«La canción de Lucio»

La canción de Lucio

Antonio Valle

Antonio Valle

Incluso los mudos podrán hablar para los
sordos que ya están escuchando.

Lucio Dalla, “El año que vendrá”

 

 

Querido amigo, después de diluvios te recuerdo. Como hoy, aquella noche era Navidad y tomábamos mezcal minero. Entre las mesas del bar puedo ver al hombre con el que entraste al baño. Enseguida volviste pero tu risa era extraña, ajena, exagerada… Intuí que tú seguías siendo tú pero que también comenzabas a ser otro. Dijiste algo así como que sentías una revolución total en tu cabeza y yo no pude –ni quise– seguirte en ese juego. Por aquellos días comenzamos a dejar de ser dos jóvenes rebeldes para convertirnos en un par de locos; yo por el alcohol y tú no sé por qué. Como la Navidad siempre fue el mejor de los umbrales, brincaste por la puerta solsticial para fundirte en el bosque. Al año siguiente volvimos a encontrarnos. Esa noche, observándome con las pupilas dilatadas, me regalaste la cinta de Lucio Dalla. Ahora, treinta años más tarde, cuando escucho la canción “El año que vendrá”, mi mujer mira los brillos del arbolito parpadeando en mis pupilas y me dice:

–Nunca conocí a un hombre que quisiera tanto a sus amigos, tanto como para ponerse a llorar en Navidad por ellos.

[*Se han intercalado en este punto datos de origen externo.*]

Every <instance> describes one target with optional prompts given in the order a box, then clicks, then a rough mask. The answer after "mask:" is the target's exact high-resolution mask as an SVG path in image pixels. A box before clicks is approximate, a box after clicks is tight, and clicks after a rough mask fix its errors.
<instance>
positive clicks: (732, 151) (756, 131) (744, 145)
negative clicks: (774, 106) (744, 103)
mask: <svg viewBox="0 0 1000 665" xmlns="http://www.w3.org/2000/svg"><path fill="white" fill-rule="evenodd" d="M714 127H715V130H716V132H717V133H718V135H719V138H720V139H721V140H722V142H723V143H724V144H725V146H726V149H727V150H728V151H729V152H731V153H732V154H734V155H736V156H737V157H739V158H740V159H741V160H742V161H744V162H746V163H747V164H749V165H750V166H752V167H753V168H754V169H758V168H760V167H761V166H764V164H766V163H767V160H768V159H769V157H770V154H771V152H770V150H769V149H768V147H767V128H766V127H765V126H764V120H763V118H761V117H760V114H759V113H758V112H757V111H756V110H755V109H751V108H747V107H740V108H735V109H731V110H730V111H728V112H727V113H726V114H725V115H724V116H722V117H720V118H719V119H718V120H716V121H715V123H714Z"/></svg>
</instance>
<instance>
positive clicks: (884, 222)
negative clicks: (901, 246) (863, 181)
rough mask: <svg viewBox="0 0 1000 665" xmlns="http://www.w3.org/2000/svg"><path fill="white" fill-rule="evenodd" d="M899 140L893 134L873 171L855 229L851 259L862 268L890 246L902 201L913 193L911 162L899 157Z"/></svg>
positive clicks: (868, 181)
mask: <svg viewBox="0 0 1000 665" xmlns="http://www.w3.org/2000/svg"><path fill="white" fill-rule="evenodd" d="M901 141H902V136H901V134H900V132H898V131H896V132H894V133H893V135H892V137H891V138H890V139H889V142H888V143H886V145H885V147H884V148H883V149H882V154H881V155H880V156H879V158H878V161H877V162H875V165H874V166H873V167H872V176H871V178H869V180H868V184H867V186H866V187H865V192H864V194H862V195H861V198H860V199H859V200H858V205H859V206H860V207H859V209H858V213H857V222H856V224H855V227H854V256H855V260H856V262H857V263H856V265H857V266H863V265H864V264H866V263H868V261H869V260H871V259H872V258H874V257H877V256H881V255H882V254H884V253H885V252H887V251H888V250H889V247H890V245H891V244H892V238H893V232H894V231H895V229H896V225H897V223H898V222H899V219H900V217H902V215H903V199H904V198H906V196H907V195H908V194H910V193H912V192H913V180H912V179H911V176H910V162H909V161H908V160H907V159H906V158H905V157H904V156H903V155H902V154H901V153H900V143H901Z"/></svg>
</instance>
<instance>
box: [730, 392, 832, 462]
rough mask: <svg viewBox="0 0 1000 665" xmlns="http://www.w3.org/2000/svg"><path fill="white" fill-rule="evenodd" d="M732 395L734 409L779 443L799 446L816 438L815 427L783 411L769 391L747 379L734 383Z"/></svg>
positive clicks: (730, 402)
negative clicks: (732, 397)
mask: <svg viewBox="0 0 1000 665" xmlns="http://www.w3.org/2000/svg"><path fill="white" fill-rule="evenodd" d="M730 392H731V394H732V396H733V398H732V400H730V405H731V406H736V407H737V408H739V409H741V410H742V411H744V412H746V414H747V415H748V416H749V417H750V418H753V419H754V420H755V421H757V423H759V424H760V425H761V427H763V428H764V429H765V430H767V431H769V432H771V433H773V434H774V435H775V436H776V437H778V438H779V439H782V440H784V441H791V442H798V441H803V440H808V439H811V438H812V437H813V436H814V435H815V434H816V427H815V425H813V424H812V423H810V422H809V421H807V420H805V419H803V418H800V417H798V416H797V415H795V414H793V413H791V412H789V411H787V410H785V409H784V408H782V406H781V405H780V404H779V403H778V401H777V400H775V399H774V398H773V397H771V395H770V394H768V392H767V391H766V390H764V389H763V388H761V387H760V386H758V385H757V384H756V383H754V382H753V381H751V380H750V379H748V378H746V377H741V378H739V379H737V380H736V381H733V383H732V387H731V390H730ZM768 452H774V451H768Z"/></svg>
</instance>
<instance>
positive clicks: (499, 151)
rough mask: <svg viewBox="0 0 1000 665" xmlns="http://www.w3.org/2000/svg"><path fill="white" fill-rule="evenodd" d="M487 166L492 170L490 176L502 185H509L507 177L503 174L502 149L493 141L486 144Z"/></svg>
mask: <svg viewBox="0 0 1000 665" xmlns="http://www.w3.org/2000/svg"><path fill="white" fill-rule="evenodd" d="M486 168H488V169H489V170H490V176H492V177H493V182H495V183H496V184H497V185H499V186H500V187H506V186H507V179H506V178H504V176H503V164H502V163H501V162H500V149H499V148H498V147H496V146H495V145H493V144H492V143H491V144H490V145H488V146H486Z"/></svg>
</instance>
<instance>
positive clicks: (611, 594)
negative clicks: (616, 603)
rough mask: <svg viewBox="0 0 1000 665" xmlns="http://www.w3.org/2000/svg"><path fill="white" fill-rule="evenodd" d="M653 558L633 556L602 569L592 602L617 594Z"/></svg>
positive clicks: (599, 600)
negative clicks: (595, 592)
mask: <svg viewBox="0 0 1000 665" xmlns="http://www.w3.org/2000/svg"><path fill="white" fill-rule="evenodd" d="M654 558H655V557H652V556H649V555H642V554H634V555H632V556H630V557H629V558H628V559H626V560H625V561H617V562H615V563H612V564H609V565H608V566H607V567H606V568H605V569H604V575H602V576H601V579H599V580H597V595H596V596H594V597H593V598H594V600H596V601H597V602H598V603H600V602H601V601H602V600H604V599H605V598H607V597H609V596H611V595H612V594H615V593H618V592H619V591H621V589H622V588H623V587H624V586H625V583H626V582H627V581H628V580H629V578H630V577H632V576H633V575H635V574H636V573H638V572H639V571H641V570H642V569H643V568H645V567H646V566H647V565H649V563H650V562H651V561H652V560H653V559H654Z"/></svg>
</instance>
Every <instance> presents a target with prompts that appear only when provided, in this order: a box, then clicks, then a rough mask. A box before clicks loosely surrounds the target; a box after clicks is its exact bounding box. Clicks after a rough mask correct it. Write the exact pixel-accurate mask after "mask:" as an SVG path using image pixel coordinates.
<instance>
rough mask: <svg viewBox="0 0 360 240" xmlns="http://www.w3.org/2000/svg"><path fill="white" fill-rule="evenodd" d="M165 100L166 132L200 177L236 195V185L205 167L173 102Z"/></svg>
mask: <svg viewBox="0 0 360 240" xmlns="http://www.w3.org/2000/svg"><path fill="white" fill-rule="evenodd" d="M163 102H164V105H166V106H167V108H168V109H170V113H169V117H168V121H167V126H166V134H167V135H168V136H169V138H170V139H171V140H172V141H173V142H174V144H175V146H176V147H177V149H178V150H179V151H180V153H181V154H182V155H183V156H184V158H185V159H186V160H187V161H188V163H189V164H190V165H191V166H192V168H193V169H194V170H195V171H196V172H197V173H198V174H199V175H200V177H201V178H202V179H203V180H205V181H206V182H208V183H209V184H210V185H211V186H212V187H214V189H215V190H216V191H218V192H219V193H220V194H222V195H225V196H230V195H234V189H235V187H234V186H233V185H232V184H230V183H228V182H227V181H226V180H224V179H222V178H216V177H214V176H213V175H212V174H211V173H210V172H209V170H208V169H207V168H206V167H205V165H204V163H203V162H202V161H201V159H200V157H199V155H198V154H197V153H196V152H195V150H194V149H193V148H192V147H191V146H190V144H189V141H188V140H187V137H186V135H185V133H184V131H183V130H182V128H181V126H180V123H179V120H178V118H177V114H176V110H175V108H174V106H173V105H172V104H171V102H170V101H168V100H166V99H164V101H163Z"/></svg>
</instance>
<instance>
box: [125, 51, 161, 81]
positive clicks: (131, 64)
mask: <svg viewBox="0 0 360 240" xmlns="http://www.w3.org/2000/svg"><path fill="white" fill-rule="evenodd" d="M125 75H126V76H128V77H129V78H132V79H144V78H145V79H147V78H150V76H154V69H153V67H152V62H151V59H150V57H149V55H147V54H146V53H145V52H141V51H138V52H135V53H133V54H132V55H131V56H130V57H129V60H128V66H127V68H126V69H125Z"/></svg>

–Será el espíritu que cada año vuelve con el niño dios.

–¿Con el niño dios o con tu amigo dios?

–Cómo eres… De aquello sólo quedará esta carta, una lealtad que no termina de evaporarse como el aguardiente en el ponche.

Mi mujer trata de entender lo que le digo pero, como dice Lucio en su canción, ella debe pensar: “Hay algo que ahora aquí no va.” Mientras mezcla la ensalada de manzanas y nueces, escribo recordando la madrugada en la que amanecimos muertos de frío en la casa de la Sierra Sur donde nos dieron posada. Escribo sobre aquel tiempo en el que amábamos a los pobres, cuando teníamos la certeza de que la utopía era posible. Te escribo antes de que el olvido sea definitivo, envuelto en los vapores de esta fiesta humilde, acompañado por una mujer que me mira con dulzura aunque algo inquieta. ¿Será porque es la tercera vez que escucho a Lucio? Tal vez sepas que, aunque ya no he vuelto a verte, de vez en cuando Aquiles me traía noticias tuyas. Por eso supe que te habías convertido en un hombre exitoso, que vivías con una empresaria, que viajabas por el mundo, pero el buen Aquiles también te encontró algo triste. Digo que agradezco la canción de Lucio, porque aunque ya la diáspora de nuestros amigos había concluido, como sabes, nunca dejé de apreciar la amistad de los artistas, sobre todo la compañía de los músicos. Así, un día apareció por aquel estudio, al que llamábamos “Rumbo a lo desconocido”, un joven guitarrista. El pobre venía huyendo de una escena en la que su mujer besaba a su mejor amigo. El maestro, que deslizaba los dedos sobre la guitarra como si fuera el cuerpo de su amada, hacía un arreglo sobre la canción de Lucio. No sabes las notas más dulces que brotaban de esas cuerdas… hasta que el chico se derrumbó con las venas saturadas por un alcohol sin nombre. Ese año, en vísperas de la aparición de Tonantzin, bebí –espero– el último trago de mi vida, mientras me preguntaba si, como yo, tú también habrías logrado darte cuenta de que sufrías por haber dejado que creciera en ti una extraña personalidad. Entonces pensé en los países imaginarios en los que estarías intentando huir de ti.

Hace dos años subí a una red social la vieja canción de Lucio. La pieza (más bien yo) sólo obtuvo una manita azul, la había colocado un joven flautista. Meses después supe que el chico había muerto por un exceso de felicidad. Hay vidas a las que mata la vida misma, y hay vidas muertas que no terminan de morirse nunca.

Como tú sabes, la lealtad que hay entre nosotros no concluye, porque una amistad auténtica, la haya conservado o no, estará viva siempre. Claro, también tiene razón Lucio cantando que la vida –como la historia de dos valientes que parecían invencibles– puede irse en un instante.